One of the simplest methods for derandomizing an algorithm is the “method of conditional expectations”. In some contexts this is also called the “method of conditional probabilities”.

Let us start with a simple example. Let {[k]} denote {\{1,\ldots,k\}}. Suppose {X} is an random variable taking values in {[k]}. Let {f : [k] \rightarrow {\mathbb R}} be any function and suppose {{\mathrm E}[ f(X) ] \leq \mu}. How can we find an {x \in \{1,\ldots,k\}} such that {f(x) \leq \mu}? Well, the assumption {{\mathrm E}[ f(X) ] \leq \mu} guarantees that there exists {x \in \{1,\ldots,k\}} with {f(x) \leq \mu}. So we can simply use exhaustive search to try all possible values for {x} in only {O(k)} time. The same idea can also be used to find an {x} with {f(x) \geq \mu}.

Now let’s make the example a bit more complicated. Suppose {X_1,\ldots,X_n} are independent random variables taking values in {[k]}. Let {f : [k]^n \rightarrow {\mathbb R}} be any function and suppose {{\mathrm E}[ f(X_1,\ldots,X_n) ] \leq \mu}. How can we find a vector {(x_1,\ldots,x_n) \in [k]^n} with {f(x_1,\ldots,x_n) \leq \mu}? Exhaustive search is again an option, but now it will take {O(k^n)} time, which might be too much.

The method of conditional expectations gives a more efficient solution, under some additional assumptions. Suppose that for any numbers {(x_1,\ldots,x_i)} we can efficiently evaluate

\displaystyle {\mathrm E}_{X_{i+1},\ldots,X_n}[\: f(x_1,\ldots,x_i,X_{i+1},\ldots,X_n) \:].

(If you prefer, you can think of this as {{\mathrm E}[~ f(X_1,\ldots,X_n) ~|~ X_1=x_1,\ldots,X_i=x_i ~]}, which is a conditional expectation of {f}. This is where the method gets its name.) Then the following algorithm will produce a point {x_1,\ldots,x_n} with {f(x_1,\ldots,x_n) \leq \mu}.

  • For {i=1,\ldots,n}
  • Set {x_i=0}.
  • Repeat
  • Set {x_i = x_i + 1}.

 

  • Until {{\mathrm E}[\: f(x_1,\ldots,x_i,X_{i+1},\ldots,X_n) \:] \leq {\mathrm E}[\: f(x_1,\ldots,x_{i-1},X_i,\ldots,X_n) \:]}
  • EndFirst we claim that the algorithm will terminate (i.e., the repeat loop will eventually succeed). To see this, define

    \displaystyle g(y) ~=~ {\mathrm E}_{X_{i+1},\ldots,X_n}[\: f(x_1,\ldots,x_{i-1},y,X_{i+1},\ldots,X_n) \:].
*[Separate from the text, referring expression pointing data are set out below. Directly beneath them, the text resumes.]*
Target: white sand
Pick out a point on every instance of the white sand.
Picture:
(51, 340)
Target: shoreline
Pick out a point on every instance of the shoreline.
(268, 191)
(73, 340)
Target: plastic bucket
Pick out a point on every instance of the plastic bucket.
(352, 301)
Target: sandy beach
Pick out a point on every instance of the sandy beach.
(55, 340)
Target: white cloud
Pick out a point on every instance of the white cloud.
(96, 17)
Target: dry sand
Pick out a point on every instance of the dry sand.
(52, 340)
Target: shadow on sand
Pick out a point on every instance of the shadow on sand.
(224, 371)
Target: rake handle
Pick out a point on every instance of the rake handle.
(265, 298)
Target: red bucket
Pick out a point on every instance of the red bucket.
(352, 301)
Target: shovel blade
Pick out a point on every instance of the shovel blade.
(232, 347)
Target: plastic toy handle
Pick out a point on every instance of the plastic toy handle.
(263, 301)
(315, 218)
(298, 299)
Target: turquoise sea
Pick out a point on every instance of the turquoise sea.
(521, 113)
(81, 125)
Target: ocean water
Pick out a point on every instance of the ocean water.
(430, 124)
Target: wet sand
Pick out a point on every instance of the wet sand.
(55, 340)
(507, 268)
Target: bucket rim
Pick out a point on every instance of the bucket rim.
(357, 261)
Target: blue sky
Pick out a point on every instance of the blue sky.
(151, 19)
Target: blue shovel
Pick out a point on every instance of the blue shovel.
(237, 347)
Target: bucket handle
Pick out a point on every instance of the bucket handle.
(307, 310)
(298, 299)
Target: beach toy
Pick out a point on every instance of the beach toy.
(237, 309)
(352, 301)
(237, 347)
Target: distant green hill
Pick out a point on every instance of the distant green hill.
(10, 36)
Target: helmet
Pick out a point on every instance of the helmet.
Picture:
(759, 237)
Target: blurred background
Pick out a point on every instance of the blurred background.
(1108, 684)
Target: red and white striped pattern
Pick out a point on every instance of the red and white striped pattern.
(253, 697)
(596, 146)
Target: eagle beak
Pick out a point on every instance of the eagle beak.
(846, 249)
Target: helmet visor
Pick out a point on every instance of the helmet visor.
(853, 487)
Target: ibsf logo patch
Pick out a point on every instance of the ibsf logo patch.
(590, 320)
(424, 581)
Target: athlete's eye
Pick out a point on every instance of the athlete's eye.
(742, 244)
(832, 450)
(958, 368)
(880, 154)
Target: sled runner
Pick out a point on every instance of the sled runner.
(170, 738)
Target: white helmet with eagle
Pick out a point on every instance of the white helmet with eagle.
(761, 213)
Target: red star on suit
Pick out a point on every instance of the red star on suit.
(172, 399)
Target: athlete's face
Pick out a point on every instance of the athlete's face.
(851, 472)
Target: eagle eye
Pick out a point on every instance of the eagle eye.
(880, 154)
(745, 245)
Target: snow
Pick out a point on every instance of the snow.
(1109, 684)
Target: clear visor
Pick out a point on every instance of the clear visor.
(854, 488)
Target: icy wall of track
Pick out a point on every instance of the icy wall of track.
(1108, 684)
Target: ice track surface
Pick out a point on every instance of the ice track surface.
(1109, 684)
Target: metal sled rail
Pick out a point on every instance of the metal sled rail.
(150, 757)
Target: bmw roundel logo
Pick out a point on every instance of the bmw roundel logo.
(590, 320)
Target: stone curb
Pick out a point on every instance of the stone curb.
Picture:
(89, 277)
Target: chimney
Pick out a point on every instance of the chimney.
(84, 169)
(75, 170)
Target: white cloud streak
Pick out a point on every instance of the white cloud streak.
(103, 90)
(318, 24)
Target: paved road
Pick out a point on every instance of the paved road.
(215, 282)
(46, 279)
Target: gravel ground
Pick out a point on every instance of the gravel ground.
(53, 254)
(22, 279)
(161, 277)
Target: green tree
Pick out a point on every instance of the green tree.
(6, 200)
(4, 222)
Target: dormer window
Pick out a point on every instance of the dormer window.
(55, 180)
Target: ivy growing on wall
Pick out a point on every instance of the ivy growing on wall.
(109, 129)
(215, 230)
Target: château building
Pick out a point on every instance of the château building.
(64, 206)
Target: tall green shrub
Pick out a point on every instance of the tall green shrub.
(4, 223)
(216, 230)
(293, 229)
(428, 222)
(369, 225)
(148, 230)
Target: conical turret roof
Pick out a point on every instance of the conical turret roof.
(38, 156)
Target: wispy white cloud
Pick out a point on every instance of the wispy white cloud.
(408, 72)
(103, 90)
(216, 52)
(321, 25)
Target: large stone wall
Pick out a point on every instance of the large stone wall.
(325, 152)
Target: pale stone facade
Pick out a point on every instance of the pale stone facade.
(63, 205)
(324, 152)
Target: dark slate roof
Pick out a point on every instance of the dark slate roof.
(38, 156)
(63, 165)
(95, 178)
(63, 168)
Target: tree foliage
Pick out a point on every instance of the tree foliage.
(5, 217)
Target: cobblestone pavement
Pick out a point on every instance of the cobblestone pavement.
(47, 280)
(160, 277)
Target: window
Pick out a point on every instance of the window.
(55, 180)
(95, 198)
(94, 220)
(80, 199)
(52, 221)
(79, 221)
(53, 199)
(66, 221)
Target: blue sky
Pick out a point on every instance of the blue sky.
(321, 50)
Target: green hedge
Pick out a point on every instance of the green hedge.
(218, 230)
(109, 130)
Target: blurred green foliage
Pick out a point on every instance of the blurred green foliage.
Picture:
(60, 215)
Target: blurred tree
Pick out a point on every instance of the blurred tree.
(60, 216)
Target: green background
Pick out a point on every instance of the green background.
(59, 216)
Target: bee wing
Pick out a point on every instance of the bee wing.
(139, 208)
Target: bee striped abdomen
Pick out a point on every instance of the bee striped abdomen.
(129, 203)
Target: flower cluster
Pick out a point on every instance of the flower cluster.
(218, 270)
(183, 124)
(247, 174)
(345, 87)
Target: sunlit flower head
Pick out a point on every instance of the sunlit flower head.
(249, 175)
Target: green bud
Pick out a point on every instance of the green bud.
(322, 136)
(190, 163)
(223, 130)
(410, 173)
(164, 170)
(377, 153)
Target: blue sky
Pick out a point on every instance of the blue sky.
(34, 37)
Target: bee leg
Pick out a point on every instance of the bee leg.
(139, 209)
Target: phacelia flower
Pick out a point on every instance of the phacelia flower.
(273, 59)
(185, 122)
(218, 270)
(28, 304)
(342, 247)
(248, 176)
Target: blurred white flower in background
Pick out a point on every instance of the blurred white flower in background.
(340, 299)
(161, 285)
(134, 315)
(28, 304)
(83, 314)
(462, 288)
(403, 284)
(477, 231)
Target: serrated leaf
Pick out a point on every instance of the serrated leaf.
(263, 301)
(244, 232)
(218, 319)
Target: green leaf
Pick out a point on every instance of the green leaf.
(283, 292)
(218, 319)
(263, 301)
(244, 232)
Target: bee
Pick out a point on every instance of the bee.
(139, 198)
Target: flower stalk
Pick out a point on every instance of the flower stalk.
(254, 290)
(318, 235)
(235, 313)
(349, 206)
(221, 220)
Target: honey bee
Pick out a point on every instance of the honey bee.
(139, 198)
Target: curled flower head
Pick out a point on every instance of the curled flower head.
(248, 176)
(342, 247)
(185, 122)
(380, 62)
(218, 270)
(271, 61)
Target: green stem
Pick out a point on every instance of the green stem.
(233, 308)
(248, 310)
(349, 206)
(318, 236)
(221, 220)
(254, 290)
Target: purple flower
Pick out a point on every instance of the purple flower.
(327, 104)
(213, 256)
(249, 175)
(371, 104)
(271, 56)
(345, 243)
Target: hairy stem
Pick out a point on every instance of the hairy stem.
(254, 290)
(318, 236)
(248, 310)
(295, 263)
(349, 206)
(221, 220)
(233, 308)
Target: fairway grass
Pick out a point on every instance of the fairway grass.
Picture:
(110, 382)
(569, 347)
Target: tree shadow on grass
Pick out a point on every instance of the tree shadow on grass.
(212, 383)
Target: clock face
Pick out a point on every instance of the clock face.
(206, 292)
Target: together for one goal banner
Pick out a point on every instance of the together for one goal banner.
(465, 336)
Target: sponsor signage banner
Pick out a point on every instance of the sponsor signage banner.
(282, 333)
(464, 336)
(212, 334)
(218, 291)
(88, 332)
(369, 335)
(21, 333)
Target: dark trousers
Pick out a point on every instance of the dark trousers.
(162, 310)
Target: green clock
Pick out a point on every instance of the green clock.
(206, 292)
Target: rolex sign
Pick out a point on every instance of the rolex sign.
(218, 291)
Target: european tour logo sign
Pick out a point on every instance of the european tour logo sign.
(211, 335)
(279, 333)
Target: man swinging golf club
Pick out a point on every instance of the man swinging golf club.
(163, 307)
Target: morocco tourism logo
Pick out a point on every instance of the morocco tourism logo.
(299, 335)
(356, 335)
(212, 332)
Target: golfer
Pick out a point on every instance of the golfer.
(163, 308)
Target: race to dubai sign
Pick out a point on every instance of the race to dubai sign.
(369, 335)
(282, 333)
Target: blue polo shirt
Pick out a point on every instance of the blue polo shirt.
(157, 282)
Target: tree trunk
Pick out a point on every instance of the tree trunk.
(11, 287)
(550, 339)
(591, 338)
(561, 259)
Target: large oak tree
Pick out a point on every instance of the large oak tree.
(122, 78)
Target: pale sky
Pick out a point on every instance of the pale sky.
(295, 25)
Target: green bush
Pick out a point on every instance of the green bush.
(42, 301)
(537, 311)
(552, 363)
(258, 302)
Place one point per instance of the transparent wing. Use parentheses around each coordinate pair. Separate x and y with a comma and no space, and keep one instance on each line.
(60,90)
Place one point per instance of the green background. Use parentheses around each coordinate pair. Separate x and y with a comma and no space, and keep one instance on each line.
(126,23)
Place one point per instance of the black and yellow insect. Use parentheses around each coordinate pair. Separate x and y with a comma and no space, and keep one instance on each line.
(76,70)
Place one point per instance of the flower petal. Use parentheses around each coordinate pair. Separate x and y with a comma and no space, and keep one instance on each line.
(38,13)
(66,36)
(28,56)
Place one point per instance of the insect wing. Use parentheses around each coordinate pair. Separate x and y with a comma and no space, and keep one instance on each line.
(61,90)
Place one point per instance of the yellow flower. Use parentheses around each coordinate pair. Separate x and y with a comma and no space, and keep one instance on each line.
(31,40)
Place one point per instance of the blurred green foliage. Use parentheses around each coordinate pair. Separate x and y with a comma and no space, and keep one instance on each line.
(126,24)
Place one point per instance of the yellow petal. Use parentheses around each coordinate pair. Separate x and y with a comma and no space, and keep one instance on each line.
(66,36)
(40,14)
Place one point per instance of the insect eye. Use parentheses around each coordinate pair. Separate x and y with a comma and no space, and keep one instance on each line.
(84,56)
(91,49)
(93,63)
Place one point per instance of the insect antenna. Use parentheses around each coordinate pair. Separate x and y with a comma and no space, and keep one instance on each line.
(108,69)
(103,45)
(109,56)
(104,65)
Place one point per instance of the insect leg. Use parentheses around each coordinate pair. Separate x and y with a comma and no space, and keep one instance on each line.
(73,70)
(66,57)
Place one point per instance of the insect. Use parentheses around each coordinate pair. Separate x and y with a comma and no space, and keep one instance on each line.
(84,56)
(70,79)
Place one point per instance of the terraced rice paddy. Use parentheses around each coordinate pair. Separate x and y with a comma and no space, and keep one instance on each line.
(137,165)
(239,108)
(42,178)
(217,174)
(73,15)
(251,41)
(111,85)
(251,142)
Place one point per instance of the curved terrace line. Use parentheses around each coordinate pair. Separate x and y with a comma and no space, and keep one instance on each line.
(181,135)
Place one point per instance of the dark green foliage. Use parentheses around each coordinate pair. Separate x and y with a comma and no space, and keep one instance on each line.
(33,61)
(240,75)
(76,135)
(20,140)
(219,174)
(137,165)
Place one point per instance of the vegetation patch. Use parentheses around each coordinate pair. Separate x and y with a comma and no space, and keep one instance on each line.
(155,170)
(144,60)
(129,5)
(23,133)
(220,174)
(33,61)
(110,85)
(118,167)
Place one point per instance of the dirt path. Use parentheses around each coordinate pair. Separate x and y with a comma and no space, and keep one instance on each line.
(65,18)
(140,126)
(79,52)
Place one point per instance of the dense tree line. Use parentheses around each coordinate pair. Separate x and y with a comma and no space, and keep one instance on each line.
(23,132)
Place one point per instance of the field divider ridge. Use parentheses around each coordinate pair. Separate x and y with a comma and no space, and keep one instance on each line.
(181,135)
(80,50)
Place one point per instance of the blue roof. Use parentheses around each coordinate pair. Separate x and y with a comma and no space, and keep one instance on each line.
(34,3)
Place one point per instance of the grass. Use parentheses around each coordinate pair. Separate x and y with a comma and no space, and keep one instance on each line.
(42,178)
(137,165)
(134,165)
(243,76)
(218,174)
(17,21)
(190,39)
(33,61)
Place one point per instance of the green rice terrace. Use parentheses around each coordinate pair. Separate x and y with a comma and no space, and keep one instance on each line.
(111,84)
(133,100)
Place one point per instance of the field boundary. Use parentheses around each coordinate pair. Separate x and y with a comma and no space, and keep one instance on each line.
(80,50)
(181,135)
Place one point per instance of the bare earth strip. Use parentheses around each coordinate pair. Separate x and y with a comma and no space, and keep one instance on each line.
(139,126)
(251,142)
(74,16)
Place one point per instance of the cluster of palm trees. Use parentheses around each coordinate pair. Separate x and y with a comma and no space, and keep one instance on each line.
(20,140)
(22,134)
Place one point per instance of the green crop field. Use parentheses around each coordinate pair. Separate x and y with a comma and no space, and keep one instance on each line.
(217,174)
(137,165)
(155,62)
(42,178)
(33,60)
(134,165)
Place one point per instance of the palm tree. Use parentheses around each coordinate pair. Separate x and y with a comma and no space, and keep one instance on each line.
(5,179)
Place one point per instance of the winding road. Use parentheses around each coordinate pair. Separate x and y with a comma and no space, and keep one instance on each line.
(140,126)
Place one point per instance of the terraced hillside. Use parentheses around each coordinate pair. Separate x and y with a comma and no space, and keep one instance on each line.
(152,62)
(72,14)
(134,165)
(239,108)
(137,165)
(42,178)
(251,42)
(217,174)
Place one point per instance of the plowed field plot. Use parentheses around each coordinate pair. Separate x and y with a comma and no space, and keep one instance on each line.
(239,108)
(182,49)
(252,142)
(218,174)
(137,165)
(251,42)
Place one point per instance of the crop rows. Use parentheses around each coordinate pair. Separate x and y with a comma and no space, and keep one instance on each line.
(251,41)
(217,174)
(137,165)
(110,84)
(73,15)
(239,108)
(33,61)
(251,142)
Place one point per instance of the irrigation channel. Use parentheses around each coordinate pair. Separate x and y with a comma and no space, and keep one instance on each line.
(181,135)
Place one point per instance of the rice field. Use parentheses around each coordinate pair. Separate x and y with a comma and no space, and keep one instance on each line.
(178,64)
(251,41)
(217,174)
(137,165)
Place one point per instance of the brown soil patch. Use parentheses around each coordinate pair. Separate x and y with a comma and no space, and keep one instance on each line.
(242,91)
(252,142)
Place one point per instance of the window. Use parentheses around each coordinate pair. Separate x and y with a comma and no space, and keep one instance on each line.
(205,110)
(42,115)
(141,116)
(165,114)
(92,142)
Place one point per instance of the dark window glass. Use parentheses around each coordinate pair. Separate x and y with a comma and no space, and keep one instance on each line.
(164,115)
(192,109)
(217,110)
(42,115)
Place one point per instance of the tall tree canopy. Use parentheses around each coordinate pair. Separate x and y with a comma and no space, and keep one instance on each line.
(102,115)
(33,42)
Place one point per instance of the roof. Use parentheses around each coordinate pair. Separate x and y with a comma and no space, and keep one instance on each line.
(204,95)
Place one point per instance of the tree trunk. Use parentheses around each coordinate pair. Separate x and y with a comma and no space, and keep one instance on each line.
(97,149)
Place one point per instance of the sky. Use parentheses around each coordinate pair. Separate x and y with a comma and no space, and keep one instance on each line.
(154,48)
    Just like in our simple example above, there exists an {x_i} with {g(x_i) \leq {\mathrm E}_{X_i}[ g(X_i) ]}, so we can find such an {x_i} by exhaustive search. That is exactly what the repeat loop is doing.

    1.1. Example: Max Cut

    To illustrate this method, let us consider our algorithm for the Max Cut problem from Lecture 1. We are given a graph {G=(V,E)}. Recall that this algorithm generates a cut {\delta(U)} simply by picking a set {U \subseteq V} uniformly at random. Equivalently, for each vertex {v \in V}, the algorithm independently flips a fair coin to decide whether to put {v \in U}. We argued that {{\mathrm E}[|\delta(U)|] \geq |E|/2}.

    We will use the method of conditional expectations to derandomize this algorithm. Let the vertex set of the graph be {V = \{1,\ldots,n\}}. Let

    \displaystyle f(x_1,\ldots,x_n) = |\delta(U)| \qquad\text{where}\qquad U = \{\: i \::\: x_i=1 \}.

    Let {X_1,\ldots,X_n} be independent random variables where each {X_i} is {0} or {1} with probability {1/2}. We identify the event “{X_i=1}” with the event “vertex {i \in U}”. Then {{\mathrm E}[ f(X_1,\ldots,X_n) ] = {\mathrm E}[ |\delta(U)| ] = |E|/2}. We wish to deterministically find values {x_1,\ldots,x_n} for which {f(x_1,\ldots,x_n) \geq |E|/2}.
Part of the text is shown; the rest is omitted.